Frank Engel, auteur d’un avis sur le sujet adopté en mars 2012 par la commission Marché intérieur et protection des consommateurs (IMCO) du Parlement européen, estime qu’une telle taxe ne ferait aucun sens si elle n’était pas appliquée à l’échelle de l’UE, tant du point de vue du marché intérieur que du point de vue de son éventuelle affectation au budget de l’UE. Il pointe notamment le risque que les recettes que la TTF pourrait générer, dont le montant est d’ailleurs très incertain, ne reviennent aux Etats membres. "Nous ne sommes pas au Parlement européen pour voter pour un nouvel impôt national !", souligne Frank Engel qui déplore que les gouvernements n’aient toujours pas pris position sur la question cruciale des recettes de l’UE.
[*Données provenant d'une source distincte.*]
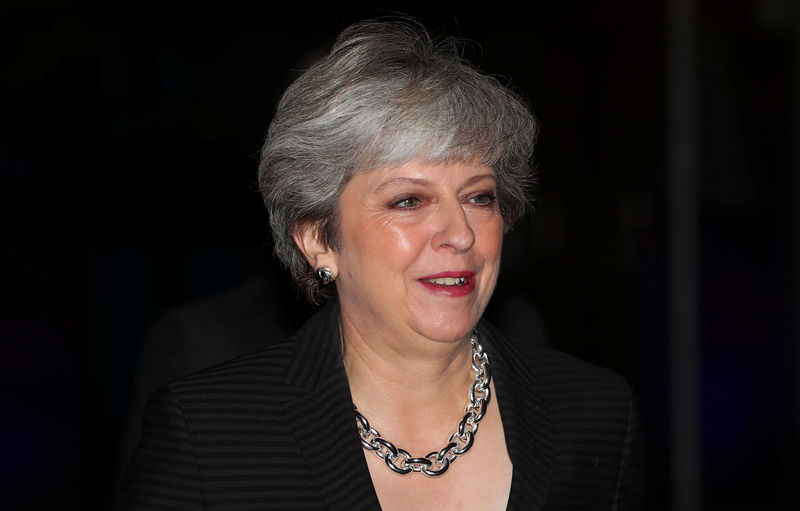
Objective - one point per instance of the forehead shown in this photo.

L’idée d’une taxe Tobin est sympathique aux yeux de Robert Goebbels. Pour autant, il est d’avis qu’elle ne pourrait fonctionner que si les places financières importantes devaient y participer, au risque sinon de voir se déplacer les flux financiers pour la contourner. On risque de constater que la TTF rapportera moins que prévu, met en garde Robert Goebbels qui craint aussi que le budget de l’UE ne soit pas le bénéficiaire de ces revenus.
Charles Goerens est en faveur de principe et pour ce qui est de l’affectation de ses revenus, il plaiderait pour sa part pour qu’ils abondent le budget de la politique européenne de développement. Mais l’eurodéputé a aussi rappelé qu’il a déjà demandé au gouvernement une étude d’impact portant sur cette TTF, et qu’il l’attend toujours. D’autre part, Charles Goerens constate que ce dossier crée un précédent dans la mesure où ce sera la première coopération renforcée à laquelle ne participera pas le Luxembourg. "J’aurais préféré que le Luxembourg soit à la table des négociations plutôt que de ne rien y avoir à dire", confie l’eurodéputé. Il déplore par ailleurs l’idée d’Herman Van Rompuy de faire en sorte que les revenus de la TTF abondent le budget de l’UE, mais que son montant soit déduit des contributions nationales des pays participant à la coopération renforcée : car il n’y a pas là un seul centime de plus pour le budget de l’UE !
Claude Turmes, toujours aussi virulent dans ce dossier, estime qu’on est avec la TTF "au cœur de l’hypocrisie du gouvernement dans sa politique européenne". D’un côté on plaide la cause de l’intégration européenne et de l’autre on oriente sa politique fiscale et financière vers l’Irlande et le Royaume-Uni, et ce alors que la Commission vient d’estimer qu’un an d’évasion fiscale coûte à l’UE l’équivalent de son budget pluriannuel. Claude Turmes est lui aussi d’avis que la TTF risque de ne pas être la solution pour le budget de l’UE. Toutefois, il se fait l’écho de doutes au sein du gouvernement quant à la position choisie : car il se pourrait bien qu’en ne participant pas, le Luxembourg prenne le risque de ne rien percevoir sur des transactions dans lesquelles la place luxembourgeoise sera impliquée mais qui rapporteront seulement à d’autres.